Cynthia Littleton Business Editor Think the market for adult-focused specialty films is dead? Peter Kujawski, chairman of Focus Features, explains why you’re wrong on the latest episode of Variety podcast “Strictly Business.” As the film biz gathers in Las Vegas this week for CinemaCon, Kujawski, an industry veteran who has headed NBCUniversal’s Focus Features unit since 2016, discusses the state of moviemaking and exhibition and he walks through the key lessons learned from the strike-challenged 2023 box office.
Takeaway No. 1 — originality sells. “The big cultural story of the movies last year was the Barbenheimer effect. Both of those things in their way are unexpected, right?
They’re wholly original in terms of conception and execution,” Kujawski says of last year’s summer juggernauts, Warner Bros.’ “Barbie” and Universal’s “Oppenheimer.” “And they were not only embraced but literally devoured by an audience, right?
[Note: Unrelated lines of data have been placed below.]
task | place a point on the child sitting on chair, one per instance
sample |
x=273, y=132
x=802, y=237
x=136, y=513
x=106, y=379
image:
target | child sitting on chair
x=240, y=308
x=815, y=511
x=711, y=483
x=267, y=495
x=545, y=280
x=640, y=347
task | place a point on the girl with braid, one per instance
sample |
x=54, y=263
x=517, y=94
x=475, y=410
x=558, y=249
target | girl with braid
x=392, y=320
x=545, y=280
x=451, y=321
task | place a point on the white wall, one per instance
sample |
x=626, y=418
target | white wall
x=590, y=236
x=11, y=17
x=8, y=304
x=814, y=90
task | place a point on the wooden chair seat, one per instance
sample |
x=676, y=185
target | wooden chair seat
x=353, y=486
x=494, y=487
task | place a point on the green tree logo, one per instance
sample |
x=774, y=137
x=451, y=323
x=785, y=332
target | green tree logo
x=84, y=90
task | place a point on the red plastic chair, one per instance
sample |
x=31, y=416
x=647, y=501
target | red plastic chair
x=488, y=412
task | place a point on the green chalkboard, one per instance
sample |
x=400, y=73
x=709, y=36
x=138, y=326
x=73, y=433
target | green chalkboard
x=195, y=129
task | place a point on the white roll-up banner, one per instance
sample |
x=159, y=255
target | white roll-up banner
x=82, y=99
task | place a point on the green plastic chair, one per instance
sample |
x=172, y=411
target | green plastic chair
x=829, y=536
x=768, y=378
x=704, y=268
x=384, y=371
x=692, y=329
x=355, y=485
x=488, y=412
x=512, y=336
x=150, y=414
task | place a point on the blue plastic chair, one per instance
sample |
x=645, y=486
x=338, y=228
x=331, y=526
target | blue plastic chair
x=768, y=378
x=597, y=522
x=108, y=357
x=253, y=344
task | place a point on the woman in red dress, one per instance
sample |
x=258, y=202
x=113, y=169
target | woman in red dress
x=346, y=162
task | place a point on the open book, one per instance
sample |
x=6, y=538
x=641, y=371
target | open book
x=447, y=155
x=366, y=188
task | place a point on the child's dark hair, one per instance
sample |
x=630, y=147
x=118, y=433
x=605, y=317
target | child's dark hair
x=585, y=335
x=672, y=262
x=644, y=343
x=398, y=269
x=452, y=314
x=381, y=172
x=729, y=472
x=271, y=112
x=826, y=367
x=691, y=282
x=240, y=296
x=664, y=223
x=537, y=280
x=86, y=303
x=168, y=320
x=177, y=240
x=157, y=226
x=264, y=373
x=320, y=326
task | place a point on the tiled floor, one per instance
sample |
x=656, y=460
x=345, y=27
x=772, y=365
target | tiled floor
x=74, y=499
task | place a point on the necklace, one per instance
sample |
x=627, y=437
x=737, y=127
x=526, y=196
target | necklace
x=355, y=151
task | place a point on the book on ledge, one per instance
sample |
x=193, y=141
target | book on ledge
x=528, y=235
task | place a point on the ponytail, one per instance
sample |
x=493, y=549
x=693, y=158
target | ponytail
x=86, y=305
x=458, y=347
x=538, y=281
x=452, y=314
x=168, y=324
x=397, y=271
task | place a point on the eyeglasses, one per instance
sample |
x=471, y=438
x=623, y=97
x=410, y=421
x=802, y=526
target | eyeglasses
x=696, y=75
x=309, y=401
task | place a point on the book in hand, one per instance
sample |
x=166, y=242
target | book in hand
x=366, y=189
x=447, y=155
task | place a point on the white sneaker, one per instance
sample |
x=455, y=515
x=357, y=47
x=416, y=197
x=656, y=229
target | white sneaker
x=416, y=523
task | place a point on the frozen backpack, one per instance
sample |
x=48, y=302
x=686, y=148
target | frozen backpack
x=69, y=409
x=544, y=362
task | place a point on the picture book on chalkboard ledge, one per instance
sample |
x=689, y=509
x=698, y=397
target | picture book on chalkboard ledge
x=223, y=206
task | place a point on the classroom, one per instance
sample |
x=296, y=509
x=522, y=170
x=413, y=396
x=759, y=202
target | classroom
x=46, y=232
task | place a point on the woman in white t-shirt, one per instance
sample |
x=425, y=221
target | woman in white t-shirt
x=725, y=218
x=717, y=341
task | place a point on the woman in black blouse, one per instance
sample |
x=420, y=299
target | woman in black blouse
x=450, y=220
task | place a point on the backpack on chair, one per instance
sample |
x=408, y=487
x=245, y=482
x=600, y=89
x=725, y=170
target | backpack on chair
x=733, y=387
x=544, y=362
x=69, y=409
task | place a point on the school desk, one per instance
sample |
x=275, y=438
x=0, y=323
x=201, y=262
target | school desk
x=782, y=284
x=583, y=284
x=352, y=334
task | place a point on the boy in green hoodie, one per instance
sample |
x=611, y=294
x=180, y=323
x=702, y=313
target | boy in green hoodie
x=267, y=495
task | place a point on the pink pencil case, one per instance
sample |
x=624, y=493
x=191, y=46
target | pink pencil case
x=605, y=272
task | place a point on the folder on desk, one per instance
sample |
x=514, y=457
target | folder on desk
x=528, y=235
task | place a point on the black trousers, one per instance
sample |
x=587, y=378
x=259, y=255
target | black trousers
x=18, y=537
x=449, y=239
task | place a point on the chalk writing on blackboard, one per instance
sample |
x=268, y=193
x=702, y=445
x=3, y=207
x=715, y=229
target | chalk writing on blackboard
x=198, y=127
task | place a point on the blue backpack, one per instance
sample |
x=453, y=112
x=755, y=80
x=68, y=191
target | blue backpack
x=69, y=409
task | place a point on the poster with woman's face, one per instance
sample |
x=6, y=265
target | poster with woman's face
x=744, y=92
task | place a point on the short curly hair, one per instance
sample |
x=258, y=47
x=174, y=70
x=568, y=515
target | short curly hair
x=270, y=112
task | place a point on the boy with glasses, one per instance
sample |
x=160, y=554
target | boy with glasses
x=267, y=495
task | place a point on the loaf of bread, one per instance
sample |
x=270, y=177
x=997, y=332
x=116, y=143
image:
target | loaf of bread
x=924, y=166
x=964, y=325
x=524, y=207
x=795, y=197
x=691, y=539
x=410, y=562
I truly believe — and I realize that it may sound self-serving given the chair I sit in — that we might be coming into the very beginning stages of a golden age of movies that are filmmaker driven, with original visions and original voices being the thing that defines the biggest movies of our era.” The kind of movies that Focus is best known for making — specialty titles with mid-range budgets aimed squarely at adults — are seen as an endangered species as far as theatrical releases are concerned.